Tutorial: Azure Data Lake Storage Gen2, Azure Databricks & Spark
This tutorial shows you how to connect your Azure Databricks cluster to data stored in an Azure storage account that has Azure Data Lake Storage Gen2 enabled. This connection enables you to natively run queries and analytics from your cluster on your data.
In this tutorial, you will:
- Ingest unstructured data into a storage account
- Run analytics on your data in Blob storage
If you don't have an Azure subscription, create a free account before you begin.
Prerequisites
Create a storage account that has a hierarchical namespace (Azure Data Lake Storage Gen2)
See Create a storage account to use with Azure Data Lake Storage Gen2.
Make sure that your user account has the Storage Blob Data Contributor role assigned to it.
Install AzCopy v10. See Transfer data with AzCopy v10
Create a service principal, create a client secret, and then grant the service principal access to the storage account.
See Tutorial: Connect to Azure Data Lake Storage Gen2 (Steps 1 through 3). After completing these steps, make sure to paste the tenant ID, app ID, and client secret values into a text file. You'll need those soon.
Download the flight data
This tutorial uses flight data from the Bureau of Transportation Statistics to demonstrate how to perform an ETL operation. You must download this data to complete the tutorial.
Download the On_Time_Reporting_Carrier_On_Time_Performance_1987_present_2016_1.zip file. This file contains the flight data.
Unzip the contents of the zipped file and make a note of the file name and the path of the file. You need this information in a later step.
Ingest data
Copy source data into the storage account
Use AzCopy to copy data from your .csv file into your Data Lake Storage Gen2 account.
Open a command prompt window, and enter the following command to log into your storage account.
azcopy login
Follow the instructions that appear in the command prompt window to authenticate your user account.
To copy data from the .csv account, enter the following command.
azcopy cp "<csv-folder-path>" https://<storage-account-name>.dfs.core.windows.net/<container-name>/folder1/On_Time.csv
Replace the
<csv-folder-path>
placeholder value with the path to the .csv file.Replace the
<storage-account-name>
placeholder value with the name of your storage account.Replace the
<container-name>
placeholder with the name of a container in your storage account.

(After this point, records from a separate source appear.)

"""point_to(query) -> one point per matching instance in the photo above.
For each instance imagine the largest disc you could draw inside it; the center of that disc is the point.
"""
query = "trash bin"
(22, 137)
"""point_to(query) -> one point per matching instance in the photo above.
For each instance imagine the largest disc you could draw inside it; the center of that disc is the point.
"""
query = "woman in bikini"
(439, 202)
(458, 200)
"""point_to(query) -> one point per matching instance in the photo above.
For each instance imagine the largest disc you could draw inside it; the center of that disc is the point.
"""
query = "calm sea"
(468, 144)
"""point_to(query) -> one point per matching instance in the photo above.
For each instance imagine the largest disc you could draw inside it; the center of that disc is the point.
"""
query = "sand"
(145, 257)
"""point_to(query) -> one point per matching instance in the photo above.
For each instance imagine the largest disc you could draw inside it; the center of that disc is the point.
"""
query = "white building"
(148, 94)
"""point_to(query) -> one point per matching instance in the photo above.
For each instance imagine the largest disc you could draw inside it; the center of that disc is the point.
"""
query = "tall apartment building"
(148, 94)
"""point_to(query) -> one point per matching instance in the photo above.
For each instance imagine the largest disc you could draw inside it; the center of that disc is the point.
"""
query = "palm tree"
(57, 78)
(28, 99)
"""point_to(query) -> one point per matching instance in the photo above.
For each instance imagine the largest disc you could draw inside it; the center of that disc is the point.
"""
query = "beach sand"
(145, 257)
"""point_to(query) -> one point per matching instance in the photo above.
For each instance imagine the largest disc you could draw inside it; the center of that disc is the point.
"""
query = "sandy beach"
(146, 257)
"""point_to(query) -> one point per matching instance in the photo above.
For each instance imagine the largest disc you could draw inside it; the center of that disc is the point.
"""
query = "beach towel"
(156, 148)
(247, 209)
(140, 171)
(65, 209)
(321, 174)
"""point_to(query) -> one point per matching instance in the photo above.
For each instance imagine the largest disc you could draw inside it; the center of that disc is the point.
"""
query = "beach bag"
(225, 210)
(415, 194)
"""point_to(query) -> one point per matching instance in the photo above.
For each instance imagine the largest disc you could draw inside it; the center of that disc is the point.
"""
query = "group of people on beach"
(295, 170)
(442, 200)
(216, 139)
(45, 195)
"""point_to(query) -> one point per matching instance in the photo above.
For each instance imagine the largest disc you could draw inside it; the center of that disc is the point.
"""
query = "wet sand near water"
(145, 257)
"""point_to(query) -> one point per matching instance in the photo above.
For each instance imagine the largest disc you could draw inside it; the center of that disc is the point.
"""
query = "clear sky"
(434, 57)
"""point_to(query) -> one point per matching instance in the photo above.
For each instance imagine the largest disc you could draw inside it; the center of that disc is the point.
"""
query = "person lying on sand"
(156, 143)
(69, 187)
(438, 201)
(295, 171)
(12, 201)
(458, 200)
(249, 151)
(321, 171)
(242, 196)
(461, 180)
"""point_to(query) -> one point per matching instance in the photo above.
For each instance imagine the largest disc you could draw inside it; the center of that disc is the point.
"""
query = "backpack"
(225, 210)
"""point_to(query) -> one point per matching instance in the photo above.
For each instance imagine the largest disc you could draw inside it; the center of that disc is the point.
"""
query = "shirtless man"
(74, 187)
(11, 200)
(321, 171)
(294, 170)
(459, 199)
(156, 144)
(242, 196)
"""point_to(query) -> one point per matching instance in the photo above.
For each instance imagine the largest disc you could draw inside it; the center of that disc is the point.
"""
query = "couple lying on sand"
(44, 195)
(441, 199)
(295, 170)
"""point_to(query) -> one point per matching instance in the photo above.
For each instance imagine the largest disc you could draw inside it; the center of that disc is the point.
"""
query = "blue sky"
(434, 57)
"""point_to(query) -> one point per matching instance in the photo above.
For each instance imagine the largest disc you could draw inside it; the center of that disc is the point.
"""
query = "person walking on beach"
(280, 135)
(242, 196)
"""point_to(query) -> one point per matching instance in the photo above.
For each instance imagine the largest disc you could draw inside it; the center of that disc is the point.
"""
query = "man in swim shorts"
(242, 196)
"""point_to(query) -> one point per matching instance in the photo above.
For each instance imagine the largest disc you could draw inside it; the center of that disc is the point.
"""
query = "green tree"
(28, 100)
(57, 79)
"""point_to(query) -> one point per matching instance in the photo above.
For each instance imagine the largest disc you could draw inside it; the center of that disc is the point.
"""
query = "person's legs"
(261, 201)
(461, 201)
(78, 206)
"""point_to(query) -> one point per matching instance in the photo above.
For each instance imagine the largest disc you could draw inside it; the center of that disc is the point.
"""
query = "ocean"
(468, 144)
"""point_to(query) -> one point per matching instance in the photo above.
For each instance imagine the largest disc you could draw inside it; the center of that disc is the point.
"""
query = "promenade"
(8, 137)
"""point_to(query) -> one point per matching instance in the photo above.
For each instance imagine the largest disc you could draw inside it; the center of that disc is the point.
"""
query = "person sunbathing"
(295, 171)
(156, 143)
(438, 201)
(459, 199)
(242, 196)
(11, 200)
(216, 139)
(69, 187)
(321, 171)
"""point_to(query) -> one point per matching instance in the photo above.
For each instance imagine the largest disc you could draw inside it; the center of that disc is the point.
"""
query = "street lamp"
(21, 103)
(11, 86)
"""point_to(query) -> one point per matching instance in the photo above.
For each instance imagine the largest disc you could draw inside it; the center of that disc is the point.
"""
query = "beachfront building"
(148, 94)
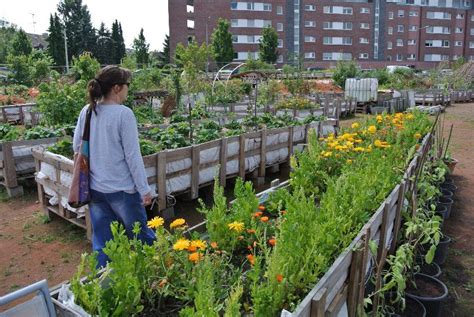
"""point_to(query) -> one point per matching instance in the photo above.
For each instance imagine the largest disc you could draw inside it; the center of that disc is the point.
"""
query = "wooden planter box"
(184, 170)
(17, 163)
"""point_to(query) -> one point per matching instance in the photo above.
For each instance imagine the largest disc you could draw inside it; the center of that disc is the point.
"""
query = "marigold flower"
(195, 257)
(236, 226)
(279, 278)
(155, 222)
(177, 223)
(251, 259)
(181, 244)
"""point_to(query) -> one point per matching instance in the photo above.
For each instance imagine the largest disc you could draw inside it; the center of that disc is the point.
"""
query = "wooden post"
(242, 156)
(161, 179)
(223, 162)
(318, 303)
(195, 162)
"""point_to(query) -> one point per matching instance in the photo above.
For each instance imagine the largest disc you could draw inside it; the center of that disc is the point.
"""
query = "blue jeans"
(119, 206)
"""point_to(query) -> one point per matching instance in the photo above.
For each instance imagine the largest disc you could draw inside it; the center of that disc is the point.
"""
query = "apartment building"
(321, 32)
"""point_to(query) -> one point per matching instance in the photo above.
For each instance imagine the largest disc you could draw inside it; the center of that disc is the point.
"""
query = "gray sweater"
(115, 160)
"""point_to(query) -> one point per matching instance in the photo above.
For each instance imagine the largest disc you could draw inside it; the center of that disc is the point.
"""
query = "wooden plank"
(223, 162)
(9, 171)
(161, 183)
(195, 158)
(398, 217)
(318, 303)
(242, 156)
(263, 153)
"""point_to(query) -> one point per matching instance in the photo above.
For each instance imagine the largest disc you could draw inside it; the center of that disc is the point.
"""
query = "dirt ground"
(33, 247)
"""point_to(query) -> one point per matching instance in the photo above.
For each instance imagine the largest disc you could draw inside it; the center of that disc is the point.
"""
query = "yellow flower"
(181, 244)
(198, 244)
(155, 222)
(177, 223)
(236, 226)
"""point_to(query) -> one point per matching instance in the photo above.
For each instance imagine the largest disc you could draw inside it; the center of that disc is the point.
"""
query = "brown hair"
(103, 82)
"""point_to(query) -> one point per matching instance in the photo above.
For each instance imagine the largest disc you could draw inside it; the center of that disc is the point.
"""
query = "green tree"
(118, 45)
(80, 33)
(85, 66)
(268, 45)
(6, 38)
(55, 40)
(21, 44)
(141, 50)
(344, 70)
(222, 43)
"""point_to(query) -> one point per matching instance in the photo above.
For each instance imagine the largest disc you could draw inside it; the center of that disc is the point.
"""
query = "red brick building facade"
(372, 32)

Create an Azure Databricks workspace, cluster, and notebook
Create an Azure Databricks workspace. See Create an Azure Databricks workspace.
Create a cluster. See Create a cluster.
Create a notebook. See Create a notebook. Choose Python as the default language of the notebook.

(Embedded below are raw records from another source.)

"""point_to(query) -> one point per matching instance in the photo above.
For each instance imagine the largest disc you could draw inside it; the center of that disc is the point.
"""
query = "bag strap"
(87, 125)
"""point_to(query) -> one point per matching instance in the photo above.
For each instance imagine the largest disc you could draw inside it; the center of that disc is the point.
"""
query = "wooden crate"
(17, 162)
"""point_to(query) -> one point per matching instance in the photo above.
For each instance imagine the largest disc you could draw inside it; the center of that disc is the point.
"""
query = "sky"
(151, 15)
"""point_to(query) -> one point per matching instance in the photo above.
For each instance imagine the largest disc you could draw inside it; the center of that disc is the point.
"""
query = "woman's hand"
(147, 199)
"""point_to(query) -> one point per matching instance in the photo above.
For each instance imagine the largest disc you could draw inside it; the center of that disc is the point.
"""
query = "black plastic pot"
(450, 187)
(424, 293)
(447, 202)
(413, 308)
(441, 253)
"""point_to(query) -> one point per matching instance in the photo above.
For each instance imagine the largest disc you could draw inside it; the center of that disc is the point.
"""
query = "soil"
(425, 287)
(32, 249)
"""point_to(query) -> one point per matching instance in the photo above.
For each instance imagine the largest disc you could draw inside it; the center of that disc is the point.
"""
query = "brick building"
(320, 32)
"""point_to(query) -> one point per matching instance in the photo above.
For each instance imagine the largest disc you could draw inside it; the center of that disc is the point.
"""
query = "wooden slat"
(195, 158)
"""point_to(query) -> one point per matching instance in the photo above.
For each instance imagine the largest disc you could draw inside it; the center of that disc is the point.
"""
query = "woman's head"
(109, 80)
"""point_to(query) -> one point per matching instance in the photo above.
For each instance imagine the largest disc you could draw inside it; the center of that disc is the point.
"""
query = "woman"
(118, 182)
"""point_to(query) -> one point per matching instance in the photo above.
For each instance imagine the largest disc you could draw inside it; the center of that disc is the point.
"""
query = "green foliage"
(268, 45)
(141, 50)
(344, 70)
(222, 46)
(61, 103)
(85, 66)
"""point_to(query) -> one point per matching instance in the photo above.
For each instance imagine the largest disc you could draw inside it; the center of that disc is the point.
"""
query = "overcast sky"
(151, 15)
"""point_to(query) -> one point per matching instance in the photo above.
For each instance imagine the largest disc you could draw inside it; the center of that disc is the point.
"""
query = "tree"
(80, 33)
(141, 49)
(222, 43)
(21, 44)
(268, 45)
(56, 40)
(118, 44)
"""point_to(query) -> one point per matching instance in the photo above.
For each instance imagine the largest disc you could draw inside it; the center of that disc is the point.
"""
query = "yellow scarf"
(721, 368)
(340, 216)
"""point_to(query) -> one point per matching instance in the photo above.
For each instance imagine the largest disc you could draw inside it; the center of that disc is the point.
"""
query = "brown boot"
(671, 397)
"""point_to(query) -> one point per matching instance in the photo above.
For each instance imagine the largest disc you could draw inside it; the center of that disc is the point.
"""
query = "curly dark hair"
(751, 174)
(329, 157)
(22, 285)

Create a container and mount it
In the Cluster drop-down list, make sure that the cluster you created earlier is selected.
Click Create. The notebook opens with an empty cell at the top.
Copy and paste the following code block into the first cell, but don't run this code yet.
configs = {"fs.azure.account.auth.type": "OAuth", "fs.azure.account.oauth.provider.type": "org.apache.hadoop.fs.azurebfs.oauth2.ClientCredsTokenProvider", "fs.azure.account.oauth2.client.id": "<appId>", "fs.azure.account.oauth2.client.secret": "<clientSecret>", "fs.azure.account.oauth2.client.endpoint": "https://login.microsoftonline.com/<tenant>/oauth2/token", "fs.azure.createRemoteFileSystemDuringInitialization": "true"} dbutils.fs.mount( source = "abfss://<container-name>@<storage-account-name>.dfs.core.windows.net/folder1", mount_point = "/mnt/flightdata", extra_configs = configs)
In this code block, replace the
appId
,clientSecret
,tenant
, andstorage-account-name
placeholder values in this code block with the values that you collected while completing the prerequisites of this tutorial. Replace thecontainer-name
placeholder value with the name of the container.Press the SHIFT + ENTER keys to run the code in this block.
Keep this notebook open as you will add commands to it later.
Use Databricks Notebook to convert CSV to Parquet
In the notebook that you previously created, add a new cell, and paste the following code into that cell.
# Use the previously established DBFS mount point to read the data.
# create a data frame to read data.
flightDF = spark.read.format('csv').options(
header='true', inferschema='true').load("/mnt/flightdata/*.csv")
# read the airline csv file and write the output to parquet format for easy query.
flightDF.write.mode("append").parquet("/mnt/flightdata/parquet/flights")
print("Done")
Explore data
In a new cell, paste the following code to get a list of CSV files uploaded via AzCopy.
import os.path
import IPython
from pyspark.sql import SQLContext
display(dbutils.fs.ls("/mnt/flightdata"))
To create a new file and list files in the parquet/flights folder, run this script:
dbutils.fs.put("/mnt/flightdata/1.txt", "Hello, World!", True)
dbutils.fs.ls("/mnt/flightdata/parquet/flights")
With these code samples, you have explored the hierarchical nature of HDFS using data stored in a storage account with Data Lake Storage Gen2 enabled.
Query the data
Next, you can begin to query the data you uploaded into your storage account. Enter each of the following code blocks into Cmd 1 and press Cmd + Enter to run the Python script.
To create data frames for your data sources, run the following script:
- Replace the
<csv-folder-path>
placeholder value with the path to the .csv file.
# Copy this into a Cmd cell in your notebook.
acDF = spark.read.format('csv').options(
header='true', inferschema='true').load("/mnt/flightdata/On_Time.csv")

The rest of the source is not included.